For those not familiar with eventfd, it is basically a counter. By writing data to the eventfd you increase the counter, by reading data from eventfd you decrease the counter. When you poll on eventfd, it signals POLLIN when counter contains a value greater than zero. POLLOUT is signaled all the time except for the case when the counter reaches value of 0xffffffffffffffff.
There are couple of things missing though:
- There's no way to associate user space data (socket state) with eventfd.
- While eventfd is great for signaling POLLIN and more or less viable for signaling POLLOUT, you can't force it to signal special events, such as POLLHUP or POLLPRI.
- You can't even make it signal all possible combinations of POLLIN and POLLOUT. Specifically, there's no way to signal neither POLLIN nor POLLOUT, which is pretty common condition that can occur quite easily in network protocols (when receive buffer is empty and send buffer is full).
To solve these problems we need to, first, associate an opaque pointer with the eventfd, and second, replace eventfd's counter semantics with mask semantics, i.e. network protocol implementation should be able to explicitly specify the mask of events to be signaled when the file descriptor is polled on.
At the moment, the addition to the existing Linux eventfd API looks like this:
#define EFD_MASK 2
struct efd_mask {
uint32_t events;
union {
void *ptr;
uint32_t u32;
uint64_t u64;
};
} __attribute__ ((__packed__));
You can use eventfd system call in combination with EFD_MASK flag to create a special type of eventfd object with mask semantics:
s = eventfd (0, EFD_MASK);
You can use write system call to set events and opaque data to the eventfd:
struct efd_mask mask;
mask.events = POLLIN | POLLHUP;
mask.u32 = 1234;
write (s, &mask, sizeof (mask));
Afterwards, you can use read system call to get currently set events and opaque data from the eventfd:
struct efd_mask mask;
read (s, &mask, sizeof (mask));
assert (mask.u32 == 1234);
Finally, when you poll on the eventfd using select, poll or epoll_wait function, you'll get the events specified by last events written to eventfd:
struct pollfd pfd;
pfd.fd = s;
pfd.events = POLLIN | POLLOUT;
int cnt = poll (&pfd, 1, -1);
assert (cnt == 1);
assert (pfd.revents == POLLIN | POLLHUP);
What follows is an example on a network protocol implemented in user space. It takes advantage of EFD_MASK functionality to provide socket-like behaviour to the user.

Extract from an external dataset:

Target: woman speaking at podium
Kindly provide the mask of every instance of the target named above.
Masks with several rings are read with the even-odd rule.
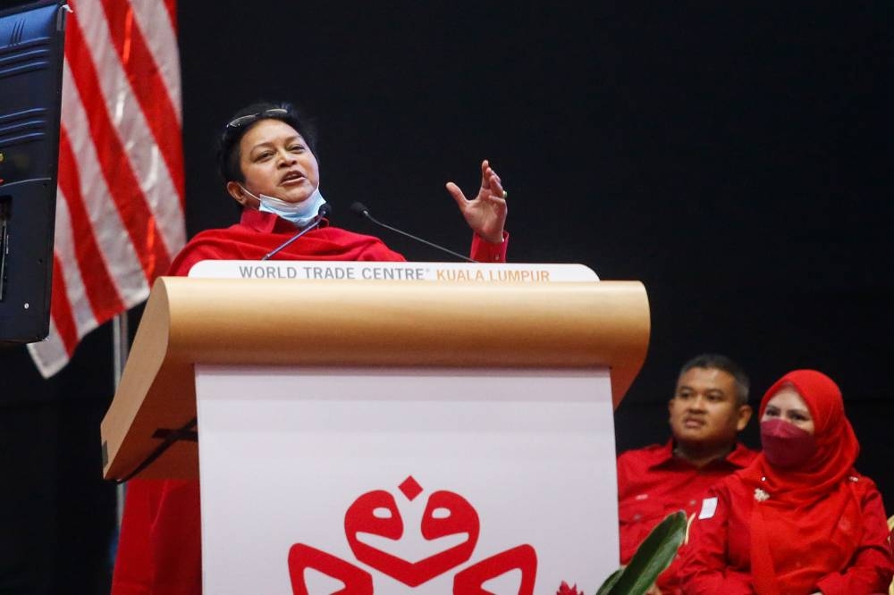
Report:
[[[328,225],[314,140],[289,104],[237,112],[221,134],[217,159],[227,192],[242,205],[240,221],[198,234],[168,274],[186,275],[202,260],[260,260],[271,253],[280,260],[404,260],[377,238]],[[453,182],[447,190],[475,232],[472,258],[505,262],[506,192],[488,162],[481,163],[475,198],[468,200]],[[129,482],[113,595],[201,593],[198,494],[198,481]]]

There's are only three functions (opening socket, closing socket and receive) in the example. Other functions (send, setsockopt, connect, bind etc.) are left as an exercise for the reader:
struct myproto_state
{
/* Undelying raw sockets go here, protocol state machine etc. */
};
int myproto_socket (void)
{
int s;
struct myproto_state *state;
struct efd_mask mask;
/* Create the file descriptor to represent the new myproto socket. */
s = eventfd (0, EFD_MASK);
/* Create socket state and associate it with eventfd. */
state = malloc (sizeof (struct myproto_state));
mask.events = 0;
mask.ptr = state;
write (s, &mask, sizeof (mask));
return s;
}
int myproto_close (int s)
{
struct efd_mask mask;
struct myproto_state *state;
/* Retrieve the state. */
read (s, &mask, sizeof (mask));
state = mask.ptr;
/* Deallocate the state and close the eventfd. */
free (state);
close (s);
return 0;
}
ssize_t myproto_recv (int s, void *buf, size_t len, int flags)
{
struct efd_mask mask;
struct myproto_state *state;
/* Retrieve the state. */
read (s, &mask, sizeof (mask));
state = mask.ptr;
... move data from protocol's rx buffer to the user's buffer ...

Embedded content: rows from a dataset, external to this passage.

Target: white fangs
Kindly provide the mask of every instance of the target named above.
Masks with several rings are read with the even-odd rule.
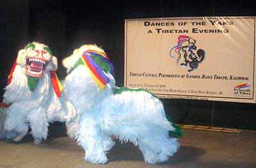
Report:
[[[39,72],[36,72],[36,71],[32,71],[31,70],[30,70],[30,68],[28,69],[28,72],[31,75],[36,75],[36,76],[40,76],[43,73],[43,71],[42,70]]]
[[[46,64],[45,61],[42,60],[40,60],[40,59],[31,59],[31,58],[29,58],[28,60],[29,60],[29,61],[35,61],[35,62],[41,62],[41,63],[42,63],[44,65],[45,65],[45,64]]]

/* If there are no more data in rx buffer, unsignal POLLIN. */
if (state->rx_buffer_size == 0)
mask.events &= ~POLLIN;
/* Store the modified poll flags. */
write (s, &mask, sizeof (mask));
return nbytes;
}
The code is relatively self-explanatory, so let me make one final remark. All the socket functions (except for socket creation and termination) follow the same pattern:
- Read from eventfd to get the socket state
- Do actual work. Modify the poll flags in the process, if needed.
- Write the state to the eventfd.
Following these instructions should make implementing network protocols in user space easy. Or, if not easy (network protocols rarely are) it at least allows developers to focus on the functionality of the protocol rather than force them to fight with constraints and deficiencies of the underlying operating system.

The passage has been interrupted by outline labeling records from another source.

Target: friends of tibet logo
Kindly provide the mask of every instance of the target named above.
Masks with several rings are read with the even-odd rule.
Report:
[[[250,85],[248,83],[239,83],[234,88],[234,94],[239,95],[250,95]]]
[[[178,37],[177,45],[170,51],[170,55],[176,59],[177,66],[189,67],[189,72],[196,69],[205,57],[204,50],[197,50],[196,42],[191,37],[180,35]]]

Martin Sústrik, February 8th, 2013
Next: Bus Messaging Pattern
What is wrong with the approach from OpenSSL, Postgres and probably more libraries:
For non-blocking I/O you basically do this:
Once you detect POLLIN or POLLOUT you just run the code above again. This isn't much different from using raw sockets in non-blocking mode.
Also this should be doable in userspace. If your myproto implementation uses threads in the background, you just return a pipe or an eventfd filedescriptor that you control the other end of.
For blocking I/O it should be even simpler since myproto_recv() will only return
something positive or a protocol error.
"just return a pipe or an eventfd filedescriptor that you control the other end of"
Well, exactly. However, there's no way for pipe or eventfd to signal !POLLIN & !POLLOUT.
Also there's no way to signal POLLERR, POLLHUP, POLLPRIO etc.
That's what the kernel patch allows you to do.
Right, so what I can't seem to find in your post is why it is important that poll() returns POLLERR or POLLPRI and it is not enough that myproto_recv() or myproto_write() returns an error or something like MYPROTO_GOT_PRIORITY_MESSAGE.
That's just another case in the switch above.
There's no problem with read and write themselves. They are fully implemented by the library and can do whatever the library implementer wants them to do.
The problem is with poll/select. These functions are global, not protocol-specific, i.e. they span across all the possible protocols: TCP, UDP, SCTP, myproto, yourproto etc.
What that means is that you, as the library implementer, have no control of how they work. Still, you need your protocol implementation to be pollable.
To do that you need a native file descriptor (poll/select won't accept anything else.)
The only ways to create file descriptors in user space is pipe, socketpair and eventfd (Linux-only). All of them suffer of the same problems:
Yet one more try:
Imagine that you protocol implementation needs to both read and write more. Thus, the first function in your example returns MYPROTO_WANT_READ|MYPROTO_WANT_WRITE. The user retreives the file descriptor (which is pipe under the cover) and polls for POLLIN|POLLOUT.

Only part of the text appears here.